October 21, 2008

Knowing God

October 21, 2008

Most of the people I know are on a diet, which shouldn't be surprising. I've read that some 61 percent of adults are on a diet at any given time, with nearly 1 in 5 dieting constantly. We spend some $35 billion a year on diet products, and I recently saw that three of the top 20 books on Amazon.com were diet books.

Oddly, we don't lose weight. About 98 percent of us gain back all we lose from dieting. Some 90 percent gain back more! It could be that we know what to do (eat less), but just don't do it. Clearly, if weight loss could be found in a book, we'd all be thin.

I notice a similar phenomenon in spiritual life, in which we seek the answer to our problems in best-selling books. In particular, we seem obsessed with books about finding God's blessing and our purpose. If the numbers are right, we've consumed over 40 million copies of such books in the last decade.

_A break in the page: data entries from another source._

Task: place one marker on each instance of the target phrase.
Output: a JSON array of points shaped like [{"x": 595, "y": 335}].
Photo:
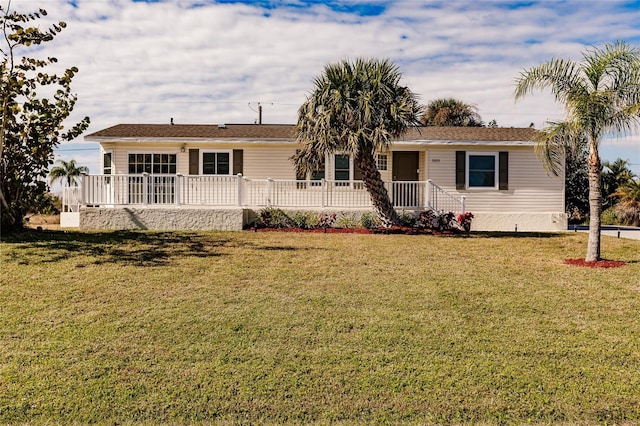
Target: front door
[{"x": 405, "y": 171}]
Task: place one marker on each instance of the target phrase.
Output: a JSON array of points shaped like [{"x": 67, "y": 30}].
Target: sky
[{"x": 214, "y": 62}]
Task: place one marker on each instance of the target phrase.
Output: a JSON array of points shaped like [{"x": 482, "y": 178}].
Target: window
[
  {"x": 342, "y": 169},
  {"x": 216, "y": 163},
  {"x": 381, "y": 162},
  {"x": 482, "y": 171},
  {"x": 152, "y": 163},
  {"x": 107, "y": 164}
]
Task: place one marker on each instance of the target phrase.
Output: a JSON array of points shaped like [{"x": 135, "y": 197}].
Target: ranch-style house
[{"x": 157, "y": 176}]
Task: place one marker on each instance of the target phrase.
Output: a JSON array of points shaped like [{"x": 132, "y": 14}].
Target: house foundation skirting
[
  {"x": 234, "y": 219},
  {"x": 519, "y": 222},
  {"x": 229, "y": 219}
]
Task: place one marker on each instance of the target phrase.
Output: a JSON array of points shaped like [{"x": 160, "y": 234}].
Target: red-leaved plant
[{"x": 464, "y": 219}]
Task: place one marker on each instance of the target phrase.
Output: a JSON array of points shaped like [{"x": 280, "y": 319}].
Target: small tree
[
  {"x": 451, "y": 112},
  {"x": 614, "y": 175},
  {"x": 356, "y": 108},
  {"x": 628, "y": 207},
  {"x": 34, "y": 105},
  {"x": 67, "y": 171}
]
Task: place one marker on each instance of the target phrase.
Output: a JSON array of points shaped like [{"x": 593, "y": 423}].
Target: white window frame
[
  {"x": 337, "y": 182},
  {"x": 112, "y": 167},
  {"x": 380, "y": 159},
  {"x": 215, "y": 151},
  {"x": 496, "y": 165},
  {"x": 152, "y": 153}
]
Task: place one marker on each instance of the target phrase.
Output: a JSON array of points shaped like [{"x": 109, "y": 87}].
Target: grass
[{"x": 149, "y": 327}]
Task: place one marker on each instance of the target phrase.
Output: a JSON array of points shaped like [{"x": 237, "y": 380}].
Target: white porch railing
[
  {"x": 221, "y": 191},
  {"x": 71, "y": 199}
]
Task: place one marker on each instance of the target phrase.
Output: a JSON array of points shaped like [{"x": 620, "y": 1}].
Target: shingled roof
[{"x": 287, "y": 131}]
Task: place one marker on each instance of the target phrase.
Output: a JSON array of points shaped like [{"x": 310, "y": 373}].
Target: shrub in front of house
[{"x": 427, "y": 220}]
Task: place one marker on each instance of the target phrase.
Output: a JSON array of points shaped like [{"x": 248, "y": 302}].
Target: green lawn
[{"x": 129, "y": 327}]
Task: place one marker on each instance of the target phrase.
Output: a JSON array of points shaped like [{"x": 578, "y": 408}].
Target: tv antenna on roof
[{"x": 259, "y": 111}]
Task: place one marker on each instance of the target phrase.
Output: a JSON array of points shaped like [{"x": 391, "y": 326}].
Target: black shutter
[
  {"x": 238, "y": 158},
  {"x": 461, "y": 159},
  {"x": 503, "y": 171},
  {"x": 194, "y": 162}
]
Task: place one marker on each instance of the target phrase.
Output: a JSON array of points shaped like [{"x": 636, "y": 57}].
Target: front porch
[{"x": 226, "y": 202}]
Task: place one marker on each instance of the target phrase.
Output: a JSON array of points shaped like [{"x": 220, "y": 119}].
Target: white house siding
[
  {"x": 261, "y": 162},
  {"x": 531, "y": 189}
]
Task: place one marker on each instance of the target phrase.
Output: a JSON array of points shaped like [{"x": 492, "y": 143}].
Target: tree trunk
[
  {"x": 375, "y": 186},
  {"x": 595, "y": 202}
]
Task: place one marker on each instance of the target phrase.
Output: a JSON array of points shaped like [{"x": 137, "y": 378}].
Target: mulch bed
[
  {"x": 402, "y": 230},
  {"x": 602, "y": 263}
]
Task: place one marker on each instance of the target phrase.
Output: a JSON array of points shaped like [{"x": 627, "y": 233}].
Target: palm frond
[{"x": 555, "y": 141}]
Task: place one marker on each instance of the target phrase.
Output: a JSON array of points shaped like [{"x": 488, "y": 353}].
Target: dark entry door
[{"x": 405, "y": 172}]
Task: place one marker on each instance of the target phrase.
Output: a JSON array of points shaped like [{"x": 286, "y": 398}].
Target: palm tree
[
  {"x": 614, "y": 175},
  {"x": 67, "y": 172},
  {"x": 356, "y": 108},
  {"x": 600, "y": 94},
  {"x": 451, "y": 112},
  {"x": 628, "y": 207}
]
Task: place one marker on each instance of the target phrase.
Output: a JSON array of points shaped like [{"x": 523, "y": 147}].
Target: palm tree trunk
[
  {"x": 375, "y": 186},
  {"x": 595, "y": 202}
]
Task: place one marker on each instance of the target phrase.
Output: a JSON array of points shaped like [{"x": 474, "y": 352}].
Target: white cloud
[{"x": 148, "y": 62}]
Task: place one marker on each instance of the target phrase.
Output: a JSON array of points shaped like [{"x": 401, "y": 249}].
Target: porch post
[
  {"x": 84, "y": 184},
  {"x": 240, "y": 190},
  {"x": 176, "y": 192},
  {"x": 145, "y": 188}
]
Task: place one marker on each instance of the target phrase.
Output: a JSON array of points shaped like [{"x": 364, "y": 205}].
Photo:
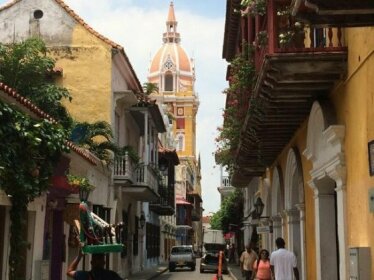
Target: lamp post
[
  {"x": 141, "y": 221},
  {"x": 259, "y": 207}
]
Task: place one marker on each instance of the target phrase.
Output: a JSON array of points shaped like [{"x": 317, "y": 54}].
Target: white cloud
[{"x": 139, "y": 30}]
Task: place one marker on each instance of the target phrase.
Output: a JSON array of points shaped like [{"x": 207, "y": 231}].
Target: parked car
[
  {"x": 210, "y": 259},
  {"x": 182, "y": 256}
]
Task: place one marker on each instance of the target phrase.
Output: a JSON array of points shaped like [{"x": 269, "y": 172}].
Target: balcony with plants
[
  {"x": 137, "y": 179},
  {"x": 294, "y": 64},
  {"x": 338, "y": 13},
  {"x": 165, "y": 204},
  {"x": 225, "y": 187},
  {"x": 125, "y": 164}
]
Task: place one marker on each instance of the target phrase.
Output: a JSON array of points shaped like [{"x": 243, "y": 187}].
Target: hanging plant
[
  {"x": 261, "y": 39},
  {"x": 79, "y": 183},
  {"x": 253, "y": 7},
  {"x": 242, "y": 78},
  {"x": 130, "y": 151}
]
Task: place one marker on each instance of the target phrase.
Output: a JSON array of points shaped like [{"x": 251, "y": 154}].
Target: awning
[
  {"x": 181, "y": 201},
  {"x": 228, "y": 235}
]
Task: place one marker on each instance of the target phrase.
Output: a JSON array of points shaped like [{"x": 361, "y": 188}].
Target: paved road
[{"x": 186, "y": 273}]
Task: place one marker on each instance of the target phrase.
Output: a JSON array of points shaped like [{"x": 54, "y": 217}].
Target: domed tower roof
[{"x": 172, "y": 61}]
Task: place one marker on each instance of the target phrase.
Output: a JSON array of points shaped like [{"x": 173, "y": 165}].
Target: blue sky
[{"x": 138, "y": 26}]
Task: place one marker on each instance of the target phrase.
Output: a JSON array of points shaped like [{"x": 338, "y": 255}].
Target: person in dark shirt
[{"x": 97, "y": 272}]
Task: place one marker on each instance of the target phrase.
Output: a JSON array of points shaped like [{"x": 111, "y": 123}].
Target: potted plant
[{"x": 81, "y": 185}]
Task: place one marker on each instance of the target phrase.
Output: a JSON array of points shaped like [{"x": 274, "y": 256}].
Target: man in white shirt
[
  {"x": 247, "y": 258},
  {"x": 283, "y": 263}
]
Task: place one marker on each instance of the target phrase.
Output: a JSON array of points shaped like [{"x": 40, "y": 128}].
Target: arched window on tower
[
  {"x": 168, "y": 81},
  {"x": 180, "y": 142}
]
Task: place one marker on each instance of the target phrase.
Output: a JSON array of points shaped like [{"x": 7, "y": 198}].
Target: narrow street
[{"x": 186, "y": 273}]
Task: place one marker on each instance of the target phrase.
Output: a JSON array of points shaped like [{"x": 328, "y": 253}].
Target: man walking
[
  {"x": 96, "y": 273},
  {"x": 283, "y": 263},
  {"x": 247, "y": 258}
]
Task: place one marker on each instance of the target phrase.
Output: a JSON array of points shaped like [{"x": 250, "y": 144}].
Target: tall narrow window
[
  {"x": 168, "y": 82},
  {"x": 180, "y": 139},
  {"x": 117, "y": 127}
]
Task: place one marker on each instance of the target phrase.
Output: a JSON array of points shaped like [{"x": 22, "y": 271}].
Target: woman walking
[{"x": 261, "y": 267}]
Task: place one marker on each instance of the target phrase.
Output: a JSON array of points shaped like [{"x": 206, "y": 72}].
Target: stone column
[
  {"x": 277, "y": 229},
  {"x": 301, "y": 208}
]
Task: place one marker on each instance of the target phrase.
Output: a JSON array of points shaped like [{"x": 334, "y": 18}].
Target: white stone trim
[{"x": 325, "y": 149}]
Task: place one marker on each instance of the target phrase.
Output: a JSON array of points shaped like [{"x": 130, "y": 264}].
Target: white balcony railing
[
  {"x": 226, "y": 182},
  {"x": 147, "y": 175},
  {"x": 124, "y": 168}
]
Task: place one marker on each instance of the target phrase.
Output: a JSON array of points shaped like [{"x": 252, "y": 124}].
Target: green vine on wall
[
  {"x": 28, "y": 152},
  {"x": 241, "y": 81}
]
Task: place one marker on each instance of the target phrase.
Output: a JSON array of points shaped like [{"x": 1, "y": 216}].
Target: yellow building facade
[
  {"x": 316, "y": 175},
  {"x": 173, "y": 72},
  {"x": 351, "y": 102}
]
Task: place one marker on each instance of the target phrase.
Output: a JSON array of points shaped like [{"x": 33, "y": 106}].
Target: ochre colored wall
[
  {"x": 299, "y": 142},
  {"x": 87, "y": 72},
  {"x": 354, "y": 103},
  {"x": 190, "y": 124}
]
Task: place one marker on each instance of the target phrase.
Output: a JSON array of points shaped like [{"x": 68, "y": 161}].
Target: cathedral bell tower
[{"x": 173, "y": 72}]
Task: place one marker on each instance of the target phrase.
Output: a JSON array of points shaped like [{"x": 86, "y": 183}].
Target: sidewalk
[
  {"x": 150, "y": 273},
  {"x": 234, "y": 271}
]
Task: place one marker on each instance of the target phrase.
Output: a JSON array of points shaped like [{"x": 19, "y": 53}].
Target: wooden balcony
[
  {"x": 225, "y": 188},
  {"x": 196, "y": 214},
  {"x": 138, "y": 181},
  {"x": 292, "y": 72},
  {"x": 337, "y": 13},
  {"x": 124, "y": 170},
  {"x": 165, "y": 204}
]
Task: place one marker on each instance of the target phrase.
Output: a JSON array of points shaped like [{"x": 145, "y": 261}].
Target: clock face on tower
[
  {"x": 180, "y": 111},
  {"x": 168, "y": 64}
]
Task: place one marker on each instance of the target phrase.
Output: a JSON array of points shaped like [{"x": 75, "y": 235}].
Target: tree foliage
[
  {"x": 29, "y": 148},
  {"x": 231, "y": 212},
  {"x": 26, "y": 68},
  {"x": 95, "y": 137}
]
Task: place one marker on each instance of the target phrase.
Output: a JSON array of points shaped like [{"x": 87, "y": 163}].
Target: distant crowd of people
[{"x": 279, "y": 265}]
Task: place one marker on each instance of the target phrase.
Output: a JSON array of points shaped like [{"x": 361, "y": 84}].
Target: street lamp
[
  {"x": 83, "y": 194},
  {"x": 259, "y": 207},
  {"x": 163, "y": 164},
  {"x": 142, "y": 221}
]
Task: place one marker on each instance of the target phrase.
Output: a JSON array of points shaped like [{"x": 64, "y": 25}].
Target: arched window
[
  {"x": 180, "y": 142},
  {"x": 168, "y": 81}
]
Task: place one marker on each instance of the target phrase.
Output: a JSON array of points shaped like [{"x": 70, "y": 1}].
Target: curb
[
  {"x": 158, "y": 273},
  {"x": 231, "y": 274}
]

So why do so many of us continue feel unsure that our lives are not exactly on track or that we've discovered our purpose? As with dieting, it could be that what we need isn't found in a book. Not the books we're reading, anyway. What we need is to know God.

Ahh, but how to do that?

A.W. Tozer, a spiritual giant of the last century who wrote such classic books as The Pursuit of God, said this about knowing God: "The Word of God well understood and religiously obeyed is the shortest route to spiritual perfection. And we must not select a few favorite passages to the exclusion of others. Nothing less than a whole Bible can make a whole Christian."

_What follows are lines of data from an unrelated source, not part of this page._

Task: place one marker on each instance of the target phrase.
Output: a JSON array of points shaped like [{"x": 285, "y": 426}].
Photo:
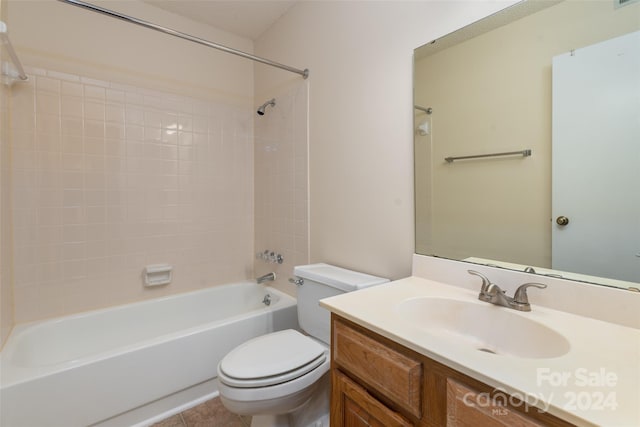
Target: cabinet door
[
  {"x": 352, "y": 406},
  {"x": 469, "y": 408}
]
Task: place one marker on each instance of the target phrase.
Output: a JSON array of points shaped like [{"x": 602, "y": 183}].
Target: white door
[{"x": 596, "y": 159}]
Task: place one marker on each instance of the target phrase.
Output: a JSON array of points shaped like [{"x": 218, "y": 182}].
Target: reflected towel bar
[{"x": 523, "y": 153}]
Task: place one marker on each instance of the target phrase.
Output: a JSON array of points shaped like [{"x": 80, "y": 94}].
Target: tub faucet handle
[{"x": 298, "y": 281}]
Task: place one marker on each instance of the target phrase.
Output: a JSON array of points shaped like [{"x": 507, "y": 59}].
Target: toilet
[{"x": 282, "y": 378}]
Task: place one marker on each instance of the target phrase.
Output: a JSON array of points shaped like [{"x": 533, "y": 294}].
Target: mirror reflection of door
[{"x": 596, "y": 145}]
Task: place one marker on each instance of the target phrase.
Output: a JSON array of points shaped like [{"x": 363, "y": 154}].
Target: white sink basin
[{"x": 484, "y": 327}]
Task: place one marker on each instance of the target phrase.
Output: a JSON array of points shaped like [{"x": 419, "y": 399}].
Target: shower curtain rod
[{"x": 304, "y": 73}]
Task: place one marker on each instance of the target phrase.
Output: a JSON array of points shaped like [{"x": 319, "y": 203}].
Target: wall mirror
[{"x": 556, "y": 86}]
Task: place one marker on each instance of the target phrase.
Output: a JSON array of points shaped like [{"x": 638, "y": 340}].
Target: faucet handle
[{"x": 520, "y": 297}]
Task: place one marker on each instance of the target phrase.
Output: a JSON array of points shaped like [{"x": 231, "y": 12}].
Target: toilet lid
[{"x": 271, "y": 359}]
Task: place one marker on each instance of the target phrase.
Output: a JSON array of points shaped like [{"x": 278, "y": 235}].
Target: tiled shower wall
[
  {"x": 108, "y": 178},
  {"x": 281, "y": 184},
  {"x": 6, "y": 287}
]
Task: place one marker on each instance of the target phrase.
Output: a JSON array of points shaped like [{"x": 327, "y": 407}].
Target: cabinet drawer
[
  {"x": 353, "y": 406},
  {"x": 389, "y": 372}
]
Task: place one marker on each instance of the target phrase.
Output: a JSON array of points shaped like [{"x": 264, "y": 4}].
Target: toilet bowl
[{"x": 282, "y": 378}]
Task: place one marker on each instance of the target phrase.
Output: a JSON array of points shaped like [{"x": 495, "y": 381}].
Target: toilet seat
[{"x": 271, "y": 359}]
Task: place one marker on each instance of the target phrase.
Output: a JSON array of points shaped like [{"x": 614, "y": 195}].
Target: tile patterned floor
[{"x": 208, "y": 414}]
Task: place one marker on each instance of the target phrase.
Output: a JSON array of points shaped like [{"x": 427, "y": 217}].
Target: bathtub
[{"x": 88, "y": 368}]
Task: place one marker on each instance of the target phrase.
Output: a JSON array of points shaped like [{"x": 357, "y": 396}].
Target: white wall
[{"x": 360, "y": 108}]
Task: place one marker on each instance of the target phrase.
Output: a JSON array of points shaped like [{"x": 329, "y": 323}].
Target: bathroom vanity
[
  {"x": 425, "y": 352},
  {"x": 377, "y": 382}
]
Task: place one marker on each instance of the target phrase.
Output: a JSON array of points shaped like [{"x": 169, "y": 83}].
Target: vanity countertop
[{"x": 597, "y": 382}]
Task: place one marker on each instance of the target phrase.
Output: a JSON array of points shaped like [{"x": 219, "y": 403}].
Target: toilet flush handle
[{"x": 298, "y": 281}]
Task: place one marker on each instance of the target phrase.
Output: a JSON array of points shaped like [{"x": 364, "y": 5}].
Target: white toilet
[{"x": 281, "y": 379}]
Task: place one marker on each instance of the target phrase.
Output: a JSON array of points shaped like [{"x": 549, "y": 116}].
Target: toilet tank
[{"x": 323, "y": 281}]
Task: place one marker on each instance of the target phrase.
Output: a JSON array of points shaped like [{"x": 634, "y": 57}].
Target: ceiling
[{"x": 246, "y": 18}]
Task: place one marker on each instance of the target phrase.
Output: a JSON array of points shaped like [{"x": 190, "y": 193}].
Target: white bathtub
[{"x": 84, "y": 369}]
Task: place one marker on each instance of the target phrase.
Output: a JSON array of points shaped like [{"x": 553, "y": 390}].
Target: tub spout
[{"x": 266, "y": 278}]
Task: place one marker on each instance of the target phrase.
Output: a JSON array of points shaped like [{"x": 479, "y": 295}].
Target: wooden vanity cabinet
[{"x": 378, "y": 382}]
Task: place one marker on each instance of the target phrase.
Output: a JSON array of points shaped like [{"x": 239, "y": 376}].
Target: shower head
[{"x": 261, "y": 108}]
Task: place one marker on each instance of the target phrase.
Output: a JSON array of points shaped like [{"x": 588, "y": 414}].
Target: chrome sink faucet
[{"x": 491, "y": 293}]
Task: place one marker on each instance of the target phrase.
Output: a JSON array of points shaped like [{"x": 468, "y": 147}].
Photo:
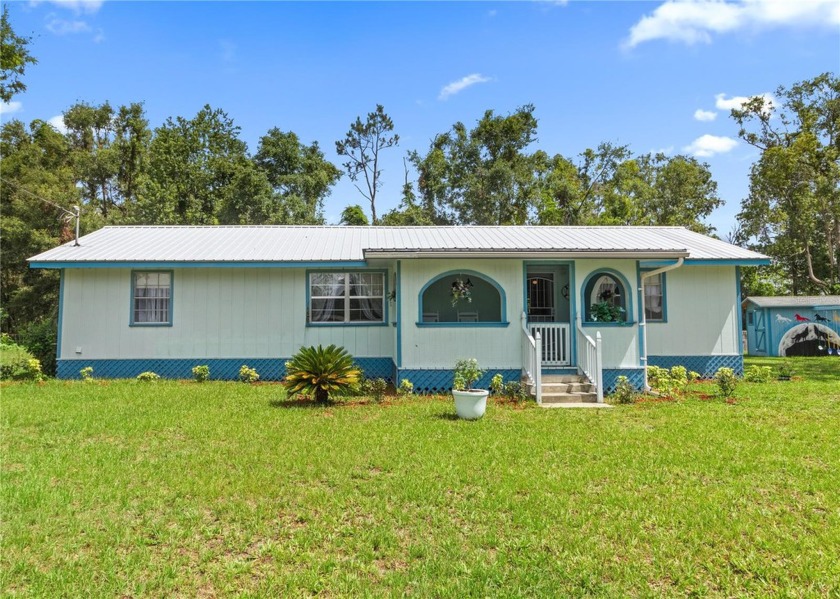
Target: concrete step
[
  {"x": 557, "y": 398},
  {"x": 582, "y": 387},
  {"x": 563, "y": 378}
]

In other words, if you would know God, know his Word. God wrote a book, so read it.

Oddly, the best-selling book of all time, the Bible, may be the least read. I've seen stats saying that 93 percent of households contain a Bible, and the average number of Bibles per home is three. Everybody who wants a Bible has one. Yet we spend a good deal of our time doing other things in an effort to know God, besides reading Scripture.

As both an author and publisher of Christian literature, I've got no beef with reading things other than the Bible. Your reading habits pay a lot of the bills around here. Yet we have neglected what Abraham Lincoln called "the best book God has given" to us.

Scripture--along with prayer and corporate worship--forms one leg of the iron triangle of spiritual formation. You cannot know God without knowing his Word.

When was the last time you read it?

1 comments:

Mary DeMuth on October 21, 2008 said...

But Larry! The Bible is such a heavy book (figuratively and literally). It's so much easier to read what others have digested, then made palatable to me.

Um, gotta go. I'm in the middle of Your Best Purpose Now.